Typical lifecycle of a dataset
1. Creation
Datasets are primarily created using the Data Creation Window in the GUI.
This ensures correctness and prevents invalid or incomplete JSON.
In this window the user:
- names the dataset
- selects the device
- sets the experiment date & time
- adds one or more datafiles and assigns labels
- optionally assigns colours
- writes notes or comments
- saves the dataset JSON to disk
All required metadata is enforced by the window.
2. Storage
A dataset is stored as a compact JSON configuration. Key fields include:
- dataset name
- creation timestamp
- experiment timestamp
- device identifier
- list of files and their labels
- optional colours
- notes
A custom encoder and decoder handle the saving and loading of DataSet instances from JSON files on disk.
Example (illustrative only):
{
"location": null,
"name": "Example Set",
"creation_date": "2025.12.02_14.19.54",
"experiment_date_time": "2023.03.30_13.19.54",
"device": "Generic",
"notes": "",
"console": {},
"structure_type": "flat",
"filepaths": {
"Example IV Curve": "path/to/IV_2023_03_30_13_17_28.txt"
},
"colours": {}
}
(This example demonstrates the structure only.
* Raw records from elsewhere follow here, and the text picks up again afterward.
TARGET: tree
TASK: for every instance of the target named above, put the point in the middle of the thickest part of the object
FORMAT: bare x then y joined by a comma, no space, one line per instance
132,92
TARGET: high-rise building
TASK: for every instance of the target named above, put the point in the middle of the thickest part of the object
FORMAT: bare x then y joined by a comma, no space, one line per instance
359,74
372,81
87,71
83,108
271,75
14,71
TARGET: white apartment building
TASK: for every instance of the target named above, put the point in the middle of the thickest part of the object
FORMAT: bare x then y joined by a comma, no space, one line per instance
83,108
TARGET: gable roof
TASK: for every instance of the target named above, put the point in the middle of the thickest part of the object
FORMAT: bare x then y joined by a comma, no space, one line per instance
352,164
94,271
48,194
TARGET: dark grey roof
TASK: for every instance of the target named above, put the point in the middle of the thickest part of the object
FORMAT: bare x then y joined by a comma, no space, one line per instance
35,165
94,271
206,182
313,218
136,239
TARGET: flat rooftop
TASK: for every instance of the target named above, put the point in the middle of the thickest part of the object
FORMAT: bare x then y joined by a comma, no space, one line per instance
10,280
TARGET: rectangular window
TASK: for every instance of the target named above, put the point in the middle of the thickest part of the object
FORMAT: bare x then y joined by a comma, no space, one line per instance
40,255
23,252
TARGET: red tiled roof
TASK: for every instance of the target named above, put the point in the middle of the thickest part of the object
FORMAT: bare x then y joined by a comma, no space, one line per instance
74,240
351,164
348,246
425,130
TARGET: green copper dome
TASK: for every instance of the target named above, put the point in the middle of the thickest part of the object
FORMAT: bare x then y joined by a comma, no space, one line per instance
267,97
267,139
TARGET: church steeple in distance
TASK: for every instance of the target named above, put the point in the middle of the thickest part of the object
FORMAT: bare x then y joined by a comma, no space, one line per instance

Do not use it directly.)
3. Execution
Once a dataset is loaded in the main GUI:
- Its files are automatically listed
- The user selects a subset of files to plot
- The device determines which plots are valid
- Plot options appear immediately
- The run happens in a background worker thread
- The reader, processor, and plotter cooperate automatically
- The result is displayed to the user
TL;DR
Datasets provide a clean, structured, reproducible way to define:
- what the data is
- where it lives
- how it should be interpreted
- which device and plots apply
- how files relate to one another
- metadata needed for processing
Together with the Data Creation Window, datasets transform analysis workflows from scattered scripts into a declarative, maintainable, and shareable system.